As you plan your festive evening, I’d like to suggest an addition to your annual Christmas “specials” list: Babette’s Feast (1987). The film is set in a very small fishing village in 19th century Denmark. The people of the village are haunted (for good and ill) by the memory of the Protestant pastor who nurtured his flock there. His two daughters, who (though very gifted and beautiful) never married because their father didn’t  want them to leave his side.

Many years after his passing, a middle-age woman from Paris shows up one stormy night on their doorstep. She has lost her husband to political violence in the city and is at risk herself. She arrives with a letter from an old admirer of one of the sisters—he asks her and her sister to take the woman in. Reluctantly, they do.

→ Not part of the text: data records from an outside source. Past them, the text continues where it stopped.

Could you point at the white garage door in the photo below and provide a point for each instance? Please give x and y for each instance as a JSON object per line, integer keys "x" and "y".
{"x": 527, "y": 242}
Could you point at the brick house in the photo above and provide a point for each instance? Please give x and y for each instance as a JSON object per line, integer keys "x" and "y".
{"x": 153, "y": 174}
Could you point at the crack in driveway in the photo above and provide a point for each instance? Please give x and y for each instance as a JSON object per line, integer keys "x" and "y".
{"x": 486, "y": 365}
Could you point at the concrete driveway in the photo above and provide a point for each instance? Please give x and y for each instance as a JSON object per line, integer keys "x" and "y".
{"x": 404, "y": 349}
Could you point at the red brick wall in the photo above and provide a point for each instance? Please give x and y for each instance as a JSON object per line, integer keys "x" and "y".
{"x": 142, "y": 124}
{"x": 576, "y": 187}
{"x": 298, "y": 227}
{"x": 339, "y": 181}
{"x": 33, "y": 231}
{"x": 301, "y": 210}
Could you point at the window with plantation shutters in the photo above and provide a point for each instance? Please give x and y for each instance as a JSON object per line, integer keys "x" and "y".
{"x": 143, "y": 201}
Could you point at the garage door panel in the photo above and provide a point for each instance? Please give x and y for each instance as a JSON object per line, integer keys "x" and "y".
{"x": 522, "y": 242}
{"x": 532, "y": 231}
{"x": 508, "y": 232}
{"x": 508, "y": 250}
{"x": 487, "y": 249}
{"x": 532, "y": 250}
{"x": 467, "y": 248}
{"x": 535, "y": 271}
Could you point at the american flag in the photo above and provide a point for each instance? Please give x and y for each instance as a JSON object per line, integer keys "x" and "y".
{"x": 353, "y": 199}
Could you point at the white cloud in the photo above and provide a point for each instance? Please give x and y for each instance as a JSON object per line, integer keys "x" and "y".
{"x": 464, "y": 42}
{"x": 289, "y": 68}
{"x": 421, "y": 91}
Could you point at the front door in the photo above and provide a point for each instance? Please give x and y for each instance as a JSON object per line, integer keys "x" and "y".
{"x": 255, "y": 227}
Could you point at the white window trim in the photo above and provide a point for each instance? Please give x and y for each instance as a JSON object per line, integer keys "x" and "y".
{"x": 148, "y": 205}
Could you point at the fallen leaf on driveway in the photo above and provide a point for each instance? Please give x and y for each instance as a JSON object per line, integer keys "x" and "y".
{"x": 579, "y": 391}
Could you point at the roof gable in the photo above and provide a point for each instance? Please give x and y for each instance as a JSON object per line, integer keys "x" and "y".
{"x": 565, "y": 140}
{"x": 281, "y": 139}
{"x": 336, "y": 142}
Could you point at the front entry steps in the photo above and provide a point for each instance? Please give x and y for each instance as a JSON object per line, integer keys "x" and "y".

But what will they do with her? She comes from the city. She wears fine fabrics. She obviously knows nothing of life in a small fishing village. What can she possibly do to earn her keep?

Turns out Babette can cook, and so she lives in an upper room in the sisters’ home and serves as their cook and housekeeper. In time, she takes over the sisters’ roll cooking and delivering meals to shut-ins in the village. Notably, even with very limited access to grocery items, herbs, and spices, Babette manages to transform the thick and pasty fish stew that the sisters traditionally served into something downright tasty. Recipients receive her meals like tiny miracles.

Things take a dramatic turn in the tiny village when Babette finds out that the lottery ticket she bought years ago (and a friend renewed annually) won! Suddenly, she is rich with 10,000 Francs.

I will resist the temptation to tell you the rest of the story because you must see it for yourself. But, I do want to say this.

With her winnings, Babette creates a work of art that transforms her guests such that old slights are resolved, anger turns to laughter, delight replaces judgment, joy overcomes fear, envy falls to friendship, a cold austerity gives way to loving excess. A Christmas story, to be sure.

The crucial moment in the film comes when the very pious church members (who feared that the “strange” items on Babette’s menu were somehow satanic) begin to enjoy it (and especially the fine wine). This is when the community begins to learn who Babette is. 

When Babette arrived on the sisters’ doorstep, she was destitute. She had nothing and no one. The sisters took her in. They were her providers. She, their very efficient, frugal, and hard working cook and housekeeper.

Babette certainly was those things. But to sum her up that way was to misrecognize her—to not really see who she as.

Lots of people did not recognize Jesus in his time for who he really was either. And, as we learn in the Gospel passage for today, that was true for John the Baptist too. Like the sisters and their church community, people in Jesus’ time misrecognized him and John the Baptist.  All they could see were two men who threatened the powers that be and the status quo. Problems to be eliminated, exiled, imprisoned, beheaded, crucified.

Recognition: Seeing the other for who they really are, as best we can. This is by no means easy. And, Jesus wants us to know, it’s our calling. Moreover, he thinks we can do it. May we make it so.